3. Adjudication Method for the Test Set:

• Not applicable in the context of a blood glucose monitoring system's accuracy study. Adjudication typically refers to resolving discrepancies among human readers or between human readers and an AI output in diagnostic imaging studies. Here, the comparison is between the device's reading and a precise laboratory reference method.

4. If a Multi-Reader Multi-Case (MRMC) Comparative Effectiveness Study was done:

• No, an MRMC study was not done. This type of study is relevant for diagnostic imaging systems where multiple human readers assess cases with and without AI assistance to determine the AI's impact on human performance. For a blood glucose meter, the evaluation is direct device performance against a reference standard, not an improvement in human reader performance.

5. If a Standalone (i.e., algorithm only without human-in-the-loop performance) was done:

• This concept isn't directly applicable in the same way it would be for an AI algorithm. The device itself (the meter and strips) is the "standalone" entity that produces a measurement. The "User Performance Study" assesses the "human-in-the-loop" aspect by having lay users operate the device and measure their own blood samples. The system accuracy results directly report the device's performance as used by humans.
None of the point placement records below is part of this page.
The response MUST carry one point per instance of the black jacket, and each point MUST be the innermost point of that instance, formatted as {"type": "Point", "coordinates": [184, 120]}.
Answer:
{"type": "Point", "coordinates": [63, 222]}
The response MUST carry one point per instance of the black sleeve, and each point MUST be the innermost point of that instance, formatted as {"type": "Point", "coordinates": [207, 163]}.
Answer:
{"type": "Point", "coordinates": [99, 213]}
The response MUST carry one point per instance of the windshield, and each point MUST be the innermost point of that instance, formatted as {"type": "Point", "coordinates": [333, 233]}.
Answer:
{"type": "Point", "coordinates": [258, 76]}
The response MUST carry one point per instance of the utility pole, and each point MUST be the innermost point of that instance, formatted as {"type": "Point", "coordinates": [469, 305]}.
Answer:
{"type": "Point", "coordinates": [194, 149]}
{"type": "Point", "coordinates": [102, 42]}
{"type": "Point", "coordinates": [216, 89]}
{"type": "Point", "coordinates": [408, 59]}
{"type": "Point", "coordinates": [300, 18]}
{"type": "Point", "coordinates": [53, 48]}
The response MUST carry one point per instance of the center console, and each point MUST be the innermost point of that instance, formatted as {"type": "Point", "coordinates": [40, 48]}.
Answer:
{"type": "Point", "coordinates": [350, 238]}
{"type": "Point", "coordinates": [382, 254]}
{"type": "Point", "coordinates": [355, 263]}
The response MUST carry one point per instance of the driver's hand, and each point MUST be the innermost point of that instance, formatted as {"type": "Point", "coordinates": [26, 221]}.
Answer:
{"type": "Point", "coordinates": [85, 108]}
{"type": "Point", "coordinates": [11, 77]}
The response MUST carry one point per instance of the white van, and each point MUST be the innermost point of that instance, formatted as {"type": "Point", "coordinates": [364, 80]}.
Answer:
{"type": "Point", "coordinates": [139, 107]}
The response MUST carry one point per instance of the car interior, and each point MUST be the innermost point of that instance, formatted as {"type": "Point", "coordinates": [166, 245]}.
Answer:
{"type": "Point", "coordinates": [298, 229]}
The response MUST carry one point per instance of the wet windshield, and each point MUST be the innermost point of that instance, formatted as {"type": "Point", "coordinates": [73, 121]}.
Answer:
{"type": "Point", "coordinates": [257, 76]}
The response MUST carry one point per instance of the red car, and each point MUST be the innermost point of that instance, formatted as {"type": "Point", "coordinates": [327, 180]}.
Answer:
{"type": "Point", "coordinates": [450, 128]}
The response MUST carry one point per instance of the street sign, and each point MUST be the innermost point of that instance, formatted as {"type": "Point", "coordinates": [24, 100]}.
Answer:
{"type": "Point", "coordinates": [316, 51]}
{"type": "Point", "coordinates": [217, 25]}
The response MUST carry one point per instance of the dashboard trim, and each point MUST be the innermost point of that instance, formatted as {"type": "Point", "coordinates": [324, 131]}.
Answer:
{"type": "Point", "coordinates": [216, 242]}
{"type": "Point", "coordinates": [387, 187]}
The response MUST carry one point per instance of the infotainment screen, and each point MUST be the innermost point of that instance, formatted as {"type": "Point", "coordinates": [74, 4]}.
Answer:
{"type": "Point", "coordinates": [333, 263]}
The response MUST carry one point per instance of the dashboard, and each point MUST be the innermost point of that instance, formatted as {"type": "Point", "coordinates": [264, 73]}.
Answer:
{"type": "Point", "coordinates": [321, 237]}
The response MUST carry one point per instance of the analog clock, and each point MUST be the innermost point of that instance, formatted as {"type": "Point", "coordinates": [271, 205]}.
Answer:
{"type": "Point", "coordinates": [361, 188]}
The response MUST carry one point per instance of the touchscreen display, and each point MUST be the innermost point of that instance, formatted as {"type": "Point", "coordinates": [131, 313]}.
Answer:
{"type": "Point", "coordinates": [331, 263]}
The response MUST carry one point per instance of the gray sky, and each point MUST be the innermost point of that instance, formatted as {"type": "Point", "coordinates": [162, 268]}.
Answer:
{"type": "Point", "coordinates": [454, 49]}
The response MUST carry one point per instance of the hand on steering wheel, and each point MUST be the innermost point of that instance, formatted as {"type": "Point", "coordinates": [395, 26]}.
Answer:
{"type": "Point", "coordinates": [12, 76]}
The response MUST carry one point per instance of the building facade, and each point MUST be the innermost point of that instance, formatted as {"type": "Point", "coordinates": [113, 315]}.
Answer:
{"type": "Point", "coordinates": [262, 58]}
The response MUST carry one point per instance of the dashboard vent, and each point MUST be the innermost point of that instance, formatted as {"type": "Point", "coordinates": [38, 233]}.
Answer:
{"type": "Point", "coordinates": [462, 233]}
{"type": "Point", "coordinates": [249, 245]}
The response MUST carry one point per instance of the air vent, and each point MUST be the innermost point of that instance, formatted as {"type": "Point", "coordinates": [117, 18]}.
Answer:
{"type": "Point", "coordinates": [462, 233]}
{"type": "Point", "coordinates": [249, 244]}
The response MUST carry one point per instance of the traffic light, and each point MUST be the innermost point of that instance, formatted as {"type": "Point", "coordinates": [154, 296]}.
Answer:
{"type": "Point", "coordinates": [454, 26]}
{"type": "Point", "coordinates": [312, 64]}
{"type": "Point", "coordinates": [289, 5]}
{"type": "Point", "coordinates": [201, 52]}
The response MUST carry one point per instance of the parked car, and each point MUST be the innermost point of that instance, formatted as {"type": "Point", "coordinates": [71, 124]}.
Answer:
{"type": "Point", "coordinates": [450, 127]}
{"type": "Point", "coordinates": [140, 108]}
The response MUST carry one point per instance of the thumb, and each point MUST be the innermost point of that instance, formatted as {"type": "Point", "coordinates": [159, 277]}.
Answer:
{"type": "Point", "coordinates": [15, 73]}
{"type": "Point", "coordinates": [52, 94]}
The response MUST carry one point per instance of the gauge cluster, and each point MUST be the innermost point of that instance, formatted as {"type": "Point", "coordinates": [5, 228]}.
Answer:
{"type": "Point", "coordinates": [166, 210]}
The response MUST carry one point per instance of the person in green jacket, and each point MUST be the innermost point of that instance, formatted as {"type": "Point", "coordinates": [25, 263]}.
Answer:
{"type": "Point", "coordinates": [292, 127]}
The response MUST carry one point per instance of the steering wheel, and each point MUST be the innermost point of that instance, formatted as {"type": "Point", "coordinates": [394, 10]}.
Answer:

6. The Type of Ground Truth Used:

• The ground truth (or reference method) for this blood glucose monitoring system study is implied to be highly accurate laboratory-based glucose measurements, against which the device's readings are compared. The term "reference bias" supports this. For blood glucose meters, this reference is typically a carefully calibrated laboratory instrument, not expert consensus or pathology, which are common for AI-based image analysis.

7. The Sample Size for the Training Set:

• Not applicable. This document describes the validation of a blood glucose monitoring system, not an AI or machine learning model that requires a "training set." The system's underlying technology is an electrochemical sensor, not a learned algorithm in the AI sense.

8. How the Ground Truth for the Training Set was established:

• Not applicable. As no training set for an AI model is mentioned, there's no ground truth establishment for a training set.

In summary, the document details a traditional validation approach for a medical device (blood glucose monitor) focusing on its accuracy and performance under various conditions, including lay user operation. It does not involve the complex AI-specific testing methodologies (such as MRMC, training sets, or expert adjudication for ground truth) that would be pertinent to AI/ML-driven diagnostic devices.